Un photographe français, Olivier Voisin, est mort dimanche après avoir été blessé la semaine dernière lors d'un bombardement en Syrie, pays qui confirme sa triste réputation de zone la plus dangereuse au monde pour les journalistes.

Le reporter indépendant, âgé de 38 ans et ayant publié des photos dans la presse française et internationale, avait été grièvement blessé à la tête et au bras droit par des éclats d'obus alors qu'il couvrait les opérations d'une katiba (groupe armé d'opposition) dans la région d'Idlib (nord de la Syrie).

Transféré à l'hôpital international d'Antakya, son état était jugé critique malgré une intervention chirurgicale. Il est mort dans la nuit à 0h44 locale.

«Olivier était un passionné, qui voulait témoigner de l'absurdité de la guerre, même s'il reconnaissait que c'était pour lui une véritable drogue», a confié l'un de ses confrères photographes.

«Je l'avais rencontré l'été dernier à Alep, il était expérimenté, prudent, bien sur le terrain et vraiment humain», a dit de lui Edouard Elias, photographe indépendant qui avait aussi travaillé à ses côtés le mois dernier en Syrie.

Le président François Hollande a rendu hommage au photographe. «Sa disparition rappelle tragiquement les risques pris par les journalistes pour informer nos concitoyens, quels que soient les dangers», déclare le chef de l'État dans un communiqué.

Un de ses derniers courriels, envoyé la veille de ses blessures à une amie italienne qui l'a publié sur Facebook, est poignant. Il y raconte ses derniers jours de travail pour passer clandestinement en Syrie dans des conditions terribles.

«Accro à la guerre»

«Il fait très froid la nuit. Heureusement que je me suis acheté un collant de femme en Turquie du coup c'est pour moi un peu plus supportable. L'artillerie tire toutes les 20 minutes à peu près et le sol tremble souvent», écrit-il.

Il y décrit aussi les combats, très proches, ses relations avec les combattants et les «barbus». Mais surtout la guerre: «C'est vrai suis accro à cette cam' de merde. Aucune autre drogue sera aussi puissante que l'adrénaline qui d'un coup fait jaillir en nous des sensations incroyables, notamment celles de vouloir vivre», dit-il.

Il conclut sur sa foi et la prière du parachutiste: «Mon Dieu, donne moi ce que les autres ne veulent pas, donne moi la bagarre et la tourmente, je Te le demande ce soir, car demain je n'en aurai plus le courage».

Olivier Voisin travaillait pour de nombreux médias français et internationaux. Ses reportages ont notamment été publiés par des journaux comme L'Express, Le Monde, Le Progrès, Le Soir, Libération, Elle, La Vie, La Croix, Télérama, The Guardian ou L'Orient Le Jour.

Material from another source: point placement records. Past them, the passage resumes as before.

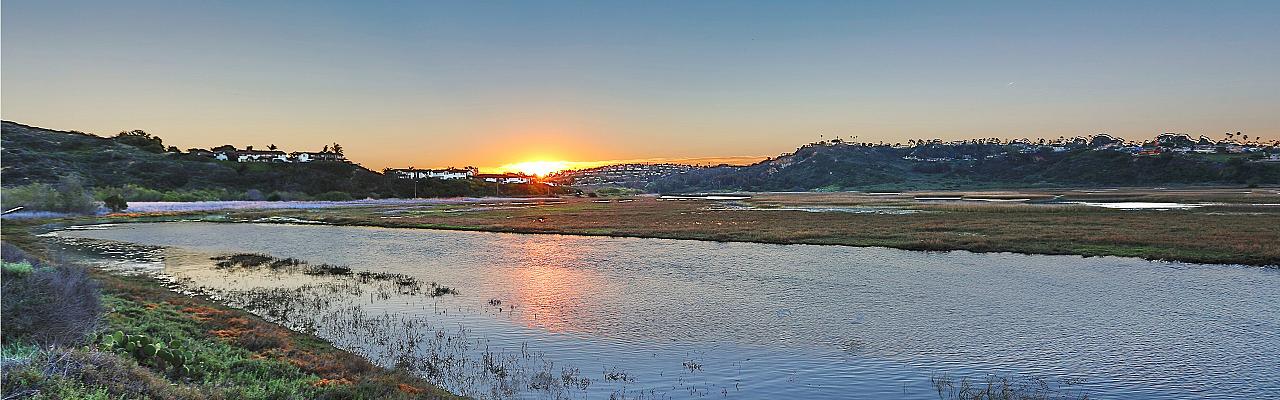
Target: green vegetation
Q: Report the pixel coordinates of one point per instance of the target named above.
(1233, 232)
(71, 333)
(67, 196)
(956, 167)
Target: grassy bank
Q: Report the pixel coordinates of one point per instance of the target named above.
(231, 354)
(1232, 228)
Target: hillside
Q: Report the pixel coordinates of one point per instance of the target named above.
(40, 155)
(979, 166)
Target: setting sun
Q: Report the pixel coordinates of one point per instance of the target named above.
(536, 168)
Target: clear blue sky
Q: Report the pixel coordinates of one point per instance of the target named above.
(487, 82)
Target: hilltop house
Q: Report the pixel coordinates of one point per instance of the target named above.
(503, 177)
(306, 157)
(447, 173)
(261, 157)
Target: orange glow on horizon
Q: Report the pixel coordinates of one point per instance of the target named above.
(539, 168)
(542, 168)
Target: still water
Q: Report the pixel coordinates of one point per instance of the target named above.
(552, 316)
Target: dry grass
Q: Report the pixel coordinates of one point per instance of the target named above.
(1228, 233)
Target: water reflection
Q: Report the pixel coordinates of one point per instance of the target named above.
(768, 321)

Outre le conflit syrien, il a réalisé différents reportages en Libye et en Somalie, mais aussi au Brésil, en Haïti au Kenya et aux États-Unis.

Début janvier, il avait réalisé pour l'Agence France-Presse des clichés de combats dans la vieille ville d'Alep puis une série sur le camp de réfugiés syriens de Azaz sous la neige près de la frontière turque.

Né en mars 1974 en Corée, Olivier Voisin avait été adopté par une famille française. Il souriait de son physique en disant que «Dans tous les pays du Sud on me prend pour un "Chinois" (...) Ils comprennent toujours pas comment je peux être Français».

Avec la mort d'Olivier Voisin s'allonge la longue liste des journalistes tués en Syrie depuis le début de ce conflit, un des plus meurtriers.

Outre les Français Gilles Jacquier en janvier 2012 et Rémi Ochlik, tué avec l'Américaine Marie Colvin en février la même année, puis Yves Debay le mois dernier à Alep, Reporter sans Frontières (RSF) a recensé plus de vingt journalistes professionnels morts en Syrie. S'y ajoutent une cinquantaine de morts parmi les «citoyens journalistes».